Authors: Dan Tian, Hongxing Liu, Sagy Cohen, Tantu Mandal – The University of Alabama; Lei Wang – Louisiana State University
Title: Innovations toward enhanced ensemble streamflow predictions in NOAA’s HEFS and NextGen frameworks
Presentation Type: Lightning Talk
Abstract: NOAA’s hydrologic forecasts support decision-making across many sectors. Probabilistic streamflow forecasts offer the potential to quantify the inherent uncertainty in predicting streamflow, especially for hydrologic hazards such as droughts and floods, as well as applications such as Forecast Informed Reservoir Operations. This lightning talk will survey a project underway at NOAA’s Physical Science Lab (PSL) to support and contribute to the improvement of NOAA’s ensemble streamflow forecasting tools.

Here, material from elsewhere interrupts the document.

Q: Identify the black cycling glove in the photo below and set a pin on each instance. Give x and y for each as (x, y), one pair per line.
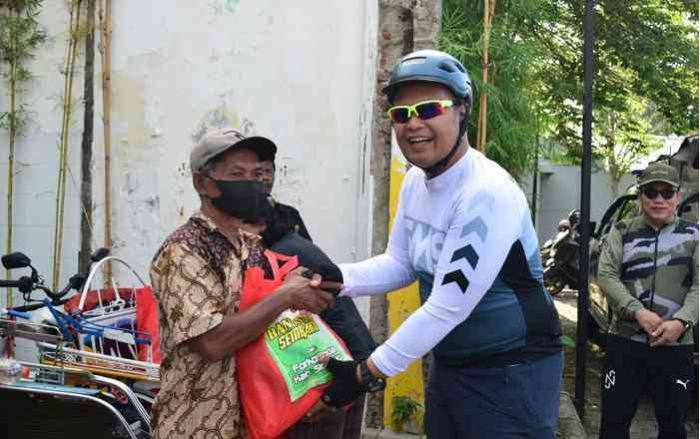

Specifically, PSL is establishing an experimental research and development framework for ensemble streamflow prediction that crosswalks NOAA’s operational Hydrologic Ensemble Forecast System (HEFS) and its NextGen National Water Model. The framework provides the ability to test end-to-end potential improvements for ensemble streamflow prediction, spanning improvements in meteorological forcings to streamflow post-processing techniques. Experiments from the framework are being compared to the HEFS benchmark hindcasts, lending operational relevance to our results.